But organizers stopped him when he showed up without a group and with a banner bearing his name, both of which are against parade bylaws.
As Levy, a Democrat who is considering running as a Republican for governor, reached Fifth Avenue and 47th Street, several parade representatives approached him and asked him to put away a 3-foot-by-6-foot plastic banner reading "Steve Levy Suffolk County Executive."
"You gotta take this down right now," one official said. "You can't open that again."
Levy and the two aides accompanying him folded the banner and continued the remainder of the route on their own.
Asked if he had been invited to march, Levy said his office "reached out to . . . [the parade committee] and they said it would be fine and we're happy to be here."
However, Hilary Beirne, the secretary of the parade committee, who coordinated the 200 groups marching Wednesday, said he was not aware of contact from Levy's office.
"He didn't reach out to any member of the parade committee, and if he had, we would have advised him on the proper procedure," Beirne said.
John Lahey, the vice chairman of the St. Patrick's Day Parade Committee, said long-standing parade rules prohibit signs or banners and require all marchers to do so with approved groups.
"We don't let individuals march as individuals in the parade. No individual gets authority to march in the parade by themselves, with or without a sign," Lahey said. "I don't know what . . . [Levy's] talking about."
When asked during the parade why he decided to walk by himself, Levy replied, "If you are going like a gaggle of geese, nobody is going to know that you are there. So you might as well go on your own."
Later Wednesday, Levy spokesman Dan Aug, who did not attend the parade with Levy, said Levy had not been invited by any group, but was told by parade officials to meet at West 44th Street, where a contingent of New York City elected officials was to gather.

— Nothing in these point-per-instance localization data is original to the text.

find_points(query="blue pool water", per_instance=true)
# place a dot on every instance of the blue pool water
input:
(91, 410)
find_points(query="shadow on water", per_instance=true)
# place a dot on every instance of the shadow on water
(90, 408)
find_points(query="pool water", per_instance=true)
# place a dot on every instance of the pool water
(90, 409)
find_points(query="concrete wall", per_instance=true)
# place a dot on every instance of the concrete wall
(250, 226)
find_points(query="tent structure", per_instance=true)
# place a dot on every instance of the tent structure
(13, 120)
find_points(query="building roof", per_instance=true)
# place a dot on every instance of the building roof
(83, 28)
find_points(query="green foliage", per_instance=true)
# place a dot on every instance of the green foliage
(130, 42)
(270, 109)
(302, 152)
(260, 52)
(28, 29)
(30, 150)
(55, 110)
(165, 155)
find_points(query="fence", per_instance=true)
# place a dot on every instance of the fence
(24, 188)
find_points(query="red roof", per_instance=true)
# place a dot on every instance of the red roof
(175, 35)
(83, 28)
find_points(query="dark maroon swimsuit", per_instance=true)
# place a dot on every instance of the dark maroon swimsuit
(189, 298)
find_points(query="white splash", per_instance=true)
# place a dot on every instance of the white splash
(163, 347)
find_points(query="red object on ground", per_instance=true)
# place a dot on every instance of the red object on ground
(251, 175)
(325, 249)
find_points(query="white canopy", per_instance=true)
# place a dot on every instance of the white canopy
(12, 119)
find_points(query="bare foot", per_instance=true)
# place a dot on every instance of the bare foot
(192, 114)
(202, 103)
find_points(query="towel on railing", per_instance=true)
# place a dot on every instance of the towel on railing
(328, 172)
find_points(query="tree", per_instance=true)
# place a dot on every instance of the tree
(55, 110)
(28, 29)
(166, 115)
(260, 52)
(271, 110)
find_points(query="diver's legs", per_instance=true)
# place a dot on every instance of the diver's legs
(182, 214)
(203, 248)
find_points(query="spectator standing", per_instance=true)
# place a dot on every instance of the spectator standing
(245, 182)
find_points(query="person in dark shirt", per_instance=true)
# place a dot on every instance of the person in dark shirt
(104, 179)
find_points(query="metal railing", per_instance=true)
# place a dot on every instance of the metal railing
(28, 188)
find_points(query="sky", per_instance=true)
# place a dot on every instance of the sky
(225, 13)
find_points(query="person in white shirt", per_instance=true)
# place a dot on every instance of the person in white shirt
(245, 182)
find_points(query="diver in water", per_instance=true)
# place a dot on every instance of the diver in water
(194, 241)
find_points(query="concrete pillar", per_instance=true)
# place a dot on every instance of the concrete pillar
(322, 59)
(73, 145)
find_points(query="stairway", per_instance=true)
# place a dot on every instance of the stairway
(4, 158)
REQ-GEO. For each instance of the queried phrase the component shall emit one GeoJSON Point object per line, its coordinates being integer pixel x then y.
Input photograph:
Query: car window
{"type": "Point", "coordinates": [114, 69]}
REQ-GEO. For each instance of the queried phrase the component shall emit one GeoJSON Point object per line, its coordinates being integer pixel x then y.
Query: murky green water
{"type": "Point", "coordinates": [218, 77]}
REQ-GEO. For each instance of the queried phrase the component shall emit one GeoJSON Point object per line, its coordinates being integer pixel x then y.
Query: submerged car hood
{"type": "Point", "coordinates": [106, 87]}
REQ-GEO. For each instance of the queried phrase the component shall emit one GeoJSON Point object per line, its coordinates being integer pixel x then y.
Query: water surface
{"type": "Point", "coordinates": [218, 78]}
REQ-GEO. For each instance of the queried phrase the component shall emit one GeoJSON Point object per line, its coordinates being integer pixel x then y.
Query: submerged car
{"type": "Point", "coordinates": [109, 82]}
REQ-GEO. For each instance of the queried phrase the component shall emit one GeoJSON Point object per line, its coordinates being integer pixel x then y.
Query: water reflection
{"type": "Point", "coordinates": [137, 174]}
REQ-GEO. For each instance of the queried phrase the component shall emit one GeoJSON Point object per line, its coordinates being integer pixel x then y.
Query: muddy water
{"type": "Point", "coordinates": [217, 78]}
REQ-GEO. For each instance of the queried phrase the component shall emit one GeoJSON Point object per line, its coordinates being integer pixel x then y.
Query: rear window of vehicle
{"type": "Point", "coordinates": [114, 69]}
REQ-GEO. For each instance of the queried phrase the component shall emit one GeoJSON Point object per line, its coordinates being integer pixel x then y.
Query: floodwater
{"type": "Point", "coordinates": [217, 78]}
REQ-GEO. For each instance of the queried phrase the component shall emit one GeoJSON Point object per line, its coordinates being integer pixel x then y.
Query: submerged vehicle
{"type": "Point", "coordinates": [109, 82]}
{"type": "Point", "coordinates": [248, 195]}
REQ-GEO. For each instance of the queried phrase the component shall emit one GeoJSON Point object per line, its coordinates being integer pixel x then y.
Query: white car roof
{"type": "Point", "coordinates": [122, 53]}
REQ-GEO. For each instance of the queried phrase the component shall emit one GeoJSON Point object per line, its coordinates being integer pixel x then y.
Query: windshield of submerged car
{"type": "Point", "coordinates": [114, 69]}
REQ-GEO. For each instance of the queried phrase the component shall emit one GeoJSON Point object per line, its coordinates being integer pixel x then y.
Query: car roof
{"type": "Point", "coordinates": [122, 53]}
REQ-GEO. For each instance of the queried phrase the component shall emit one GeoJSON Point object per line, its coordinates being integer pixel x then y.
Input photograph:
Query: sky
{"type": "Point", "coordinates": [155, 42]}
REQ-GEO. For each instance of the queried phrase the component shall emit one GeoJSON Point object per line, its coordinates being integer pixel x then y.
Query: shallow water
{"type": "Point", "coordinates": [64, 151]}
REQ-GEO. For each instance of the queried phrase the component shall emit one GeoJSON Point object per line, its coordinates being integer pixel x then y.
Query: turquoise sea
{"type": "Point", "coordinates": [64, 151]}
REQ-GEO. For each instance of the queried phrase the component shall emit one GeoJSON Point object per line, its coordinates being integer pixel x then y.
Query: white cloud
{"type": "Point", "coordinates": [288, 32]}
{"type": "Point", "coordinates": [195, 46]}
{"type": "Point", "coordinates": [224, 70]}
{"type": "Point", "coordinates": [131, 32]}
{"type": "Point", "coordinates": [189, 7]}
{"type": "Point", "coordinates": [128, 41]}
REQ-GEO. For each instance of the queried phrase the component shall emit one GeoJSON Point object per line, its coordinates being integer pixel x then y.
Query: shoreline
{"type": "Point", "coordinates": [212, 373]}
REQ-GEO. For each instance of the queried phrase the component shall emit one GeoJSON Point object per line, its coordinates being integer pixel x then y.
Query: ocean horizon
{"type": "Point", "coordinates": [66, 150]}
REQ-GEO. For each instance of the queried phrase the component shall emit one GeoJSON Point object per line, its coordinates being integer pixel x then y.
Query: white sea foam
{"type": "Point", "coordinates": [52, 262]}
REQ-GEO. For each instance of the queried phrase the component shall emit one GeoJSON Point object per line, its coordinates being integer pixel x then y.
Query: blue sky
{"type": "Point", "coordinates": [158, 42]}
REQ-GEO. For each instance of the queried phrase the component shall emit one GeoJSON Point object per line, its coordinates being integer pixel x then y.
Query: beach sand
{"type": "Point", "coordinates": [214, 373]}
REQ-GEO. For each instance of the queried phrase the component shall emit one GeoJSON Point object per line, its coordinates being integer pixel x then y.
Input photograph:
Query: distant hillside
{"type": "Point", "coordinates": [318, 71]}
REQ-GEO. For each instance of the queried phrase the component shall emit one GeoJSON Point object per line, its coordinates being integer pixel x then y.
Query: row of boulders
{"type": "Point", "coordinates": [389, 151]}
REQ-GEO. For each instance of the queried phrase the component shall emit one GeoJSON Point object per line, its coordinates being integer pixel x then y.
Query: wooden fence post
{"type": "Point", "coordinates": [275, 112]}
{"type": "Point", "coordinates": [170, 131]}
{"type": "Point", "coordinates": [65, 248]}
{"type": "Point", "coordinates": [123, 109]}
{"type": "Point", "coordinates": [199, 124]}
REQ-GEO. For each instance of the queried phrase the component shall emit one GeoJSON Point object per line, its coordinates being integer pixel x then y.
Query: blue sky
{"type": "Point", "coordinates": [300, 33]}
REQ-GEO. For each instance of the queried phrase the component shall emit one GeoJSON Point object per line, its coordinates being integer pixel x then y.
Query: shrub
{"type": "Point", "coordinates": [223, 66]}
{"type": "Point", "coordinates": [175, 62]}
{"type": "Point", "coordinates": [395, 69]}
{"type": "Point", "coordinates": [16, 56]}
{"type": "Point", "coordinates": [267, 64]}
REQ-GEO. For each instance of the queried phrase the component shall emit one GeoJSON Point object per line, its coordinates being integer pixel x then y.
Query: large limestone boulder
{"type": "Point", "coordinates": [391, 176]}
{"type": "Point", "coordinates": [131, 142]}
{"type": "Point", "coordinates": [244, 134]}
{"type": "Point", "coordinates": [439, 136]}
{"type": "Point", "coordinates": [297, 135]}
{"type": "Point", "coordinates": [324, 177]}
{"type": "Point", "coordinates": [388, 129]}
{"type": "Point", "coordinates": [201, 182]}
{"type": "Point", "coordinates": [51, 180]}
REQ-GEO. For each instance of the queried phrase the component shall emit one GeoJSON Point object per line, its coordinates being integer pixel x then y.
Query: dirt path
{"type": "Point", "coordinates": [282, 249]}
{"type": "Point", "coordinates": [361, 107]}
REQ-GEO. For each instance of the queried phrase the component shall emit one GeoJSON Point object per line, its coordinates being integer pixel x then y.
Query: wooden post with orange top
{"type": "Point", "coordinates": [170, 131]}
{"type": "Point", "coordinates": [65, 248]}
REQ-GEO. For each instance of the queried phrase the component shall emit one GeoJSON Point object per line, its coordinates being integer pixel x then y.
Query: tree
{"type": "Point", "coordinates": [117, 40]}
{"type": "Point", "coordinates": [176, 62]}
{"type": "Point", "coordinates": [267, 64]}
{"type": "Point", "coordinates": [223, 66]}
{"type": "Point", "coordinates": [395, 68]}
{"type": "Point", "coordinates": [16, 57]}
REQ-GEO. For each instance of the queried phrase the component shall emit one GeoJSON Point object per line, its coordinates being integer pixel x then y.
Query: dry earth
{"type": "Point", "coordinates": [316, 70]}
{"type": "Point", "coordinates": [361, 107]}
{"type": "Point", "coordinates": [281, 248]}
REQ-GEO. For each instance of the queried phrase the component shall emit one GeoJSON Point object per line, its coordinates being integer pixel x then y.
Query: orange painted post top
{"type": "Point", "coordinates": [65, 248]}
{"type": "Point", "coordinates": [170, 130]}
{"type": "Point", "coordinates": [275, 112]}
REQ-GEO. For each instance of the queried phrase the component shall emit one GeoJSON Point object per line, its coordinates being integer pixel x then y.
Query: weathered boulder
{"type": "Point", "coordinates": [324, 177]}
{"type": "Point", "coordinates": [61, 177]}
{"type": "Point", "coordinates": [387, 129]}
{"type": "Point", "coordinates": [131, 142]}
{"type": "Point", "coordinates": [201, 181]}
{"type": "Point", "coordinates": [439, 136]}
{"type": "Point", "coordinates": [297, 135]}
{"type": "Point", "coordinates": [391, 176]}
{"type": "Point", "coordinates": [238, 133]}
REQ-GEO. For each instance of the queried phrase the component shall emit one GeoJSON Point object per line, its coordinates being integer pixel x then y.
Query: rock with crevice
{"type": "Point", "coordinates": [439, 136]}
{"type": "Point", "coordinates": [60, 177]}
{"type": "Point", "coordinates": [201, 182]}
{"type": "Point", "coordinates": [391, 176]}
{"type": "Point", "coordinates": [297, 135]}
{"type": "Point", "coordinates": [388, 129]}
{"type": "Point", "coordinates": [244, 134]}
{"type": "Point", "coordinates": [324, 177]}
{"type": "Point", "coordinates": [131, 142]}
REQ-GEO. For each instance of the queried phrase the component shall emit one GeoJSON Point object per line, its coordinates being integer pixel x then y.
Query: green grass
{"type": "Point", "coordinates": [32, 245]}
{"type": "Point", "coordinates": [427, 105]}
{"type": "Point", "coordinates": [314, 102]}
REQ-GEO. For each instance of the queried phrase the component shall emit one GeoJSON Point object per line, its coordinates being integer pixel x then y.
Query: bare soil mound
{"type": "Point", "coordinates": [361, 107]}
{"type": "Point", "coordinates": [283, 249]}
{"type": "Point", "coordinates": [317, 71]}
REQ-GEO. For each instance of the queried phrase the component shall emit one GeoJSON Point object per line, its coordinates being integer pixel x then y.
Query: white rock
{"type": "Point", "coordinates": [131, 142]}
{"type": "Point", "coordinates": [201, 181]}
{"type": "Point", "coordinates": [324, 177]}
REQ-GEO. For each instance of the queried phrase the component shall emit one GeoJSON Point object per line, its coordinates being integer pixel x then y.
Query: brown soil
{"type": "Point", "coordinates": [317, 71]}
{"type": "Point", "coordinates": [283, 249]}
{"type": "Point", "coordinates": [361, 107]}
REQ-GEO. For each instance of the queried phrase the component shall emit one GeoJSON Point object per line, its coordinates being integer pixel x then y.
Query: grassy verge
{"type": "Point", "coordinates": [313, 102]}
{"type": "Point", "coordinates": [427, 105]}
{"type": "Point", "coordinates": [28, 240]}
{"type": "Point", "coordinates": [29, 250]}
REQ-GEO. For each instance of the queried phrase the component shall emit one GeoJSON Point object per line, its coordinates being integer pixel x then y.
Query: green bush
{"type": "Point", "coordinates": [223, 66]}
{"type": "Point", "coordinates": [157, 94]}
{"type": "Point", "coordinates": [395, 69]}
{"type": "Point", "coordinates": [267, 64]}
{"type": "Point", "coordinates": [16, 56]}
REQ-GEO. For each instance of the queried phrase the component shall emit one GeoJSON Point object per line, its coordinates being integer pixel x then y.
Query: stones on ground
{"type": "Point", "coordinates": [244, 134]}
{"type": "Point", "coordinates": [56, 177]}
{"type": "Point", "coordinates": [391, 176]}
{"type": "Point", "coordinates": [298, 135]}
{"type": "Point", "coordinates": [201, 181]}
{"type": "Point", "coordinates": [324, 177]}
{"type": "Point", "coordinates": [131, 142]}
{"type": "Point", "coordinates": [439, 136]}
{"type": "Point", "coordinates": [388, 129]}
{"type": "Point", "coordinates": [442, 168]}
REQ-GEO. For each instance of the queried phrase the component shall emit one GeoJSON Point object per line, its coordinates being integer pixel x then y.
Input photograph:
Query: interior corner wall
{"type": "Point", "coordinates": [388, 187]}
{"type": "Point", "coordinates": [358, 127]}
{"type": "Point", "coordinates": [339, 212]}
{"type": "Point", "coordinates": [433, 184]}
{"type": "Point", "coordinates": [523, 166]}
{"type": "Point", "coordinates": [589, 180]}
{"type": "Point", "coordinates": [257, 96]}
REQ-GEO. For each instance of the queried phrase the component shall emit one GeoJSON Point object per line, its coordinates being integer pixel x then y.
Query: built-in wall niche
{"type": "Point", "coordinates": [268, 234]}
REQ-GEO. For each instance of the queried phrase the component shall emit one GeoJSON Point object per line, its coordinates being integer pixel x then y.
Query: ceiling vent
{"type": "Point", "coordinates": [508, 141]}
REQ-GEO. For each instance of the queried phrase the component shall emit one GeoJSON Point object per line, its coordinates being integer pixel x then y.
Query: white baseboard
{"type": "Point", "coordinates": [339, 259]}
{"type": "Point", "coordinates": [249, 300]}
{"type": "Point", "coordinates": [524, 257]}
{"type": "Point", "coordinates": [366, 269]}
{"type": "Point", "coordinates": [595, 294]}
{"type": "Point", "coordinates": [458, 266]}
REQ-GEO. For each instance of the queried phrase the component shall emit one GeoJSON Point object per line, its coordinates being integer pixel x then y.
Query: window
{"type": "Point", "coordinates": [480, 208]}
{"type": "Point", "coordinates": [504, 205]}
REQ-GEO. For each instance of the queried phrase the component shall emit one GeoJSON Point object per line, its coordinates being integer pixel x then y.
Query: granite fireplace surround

Aug said Levy noticed that a nearby group of Irish-American legislators had a sign, so he took his out as well.
Told of the parade rule requiring groups, Aug said, "I'm not sure that he was aware of that."
Wednesday's incident was not Levy's first sign skirmish at a parade. In March 2008, he ran afoul of rules forbidding political signs at East Islip's St. Patrick's Day parade by carrying a 5-foot sign bearing his name. He removed it when asked, but put it back up later and finished the parade, according to stories at the time.
On the parade route Wednesday, Levy said marching alone is "the best way to go."
"If you are going to be walking along with about 40 people, no one is going to pick you out of that crowd," he said. "That's the way I do it even in my own hometown."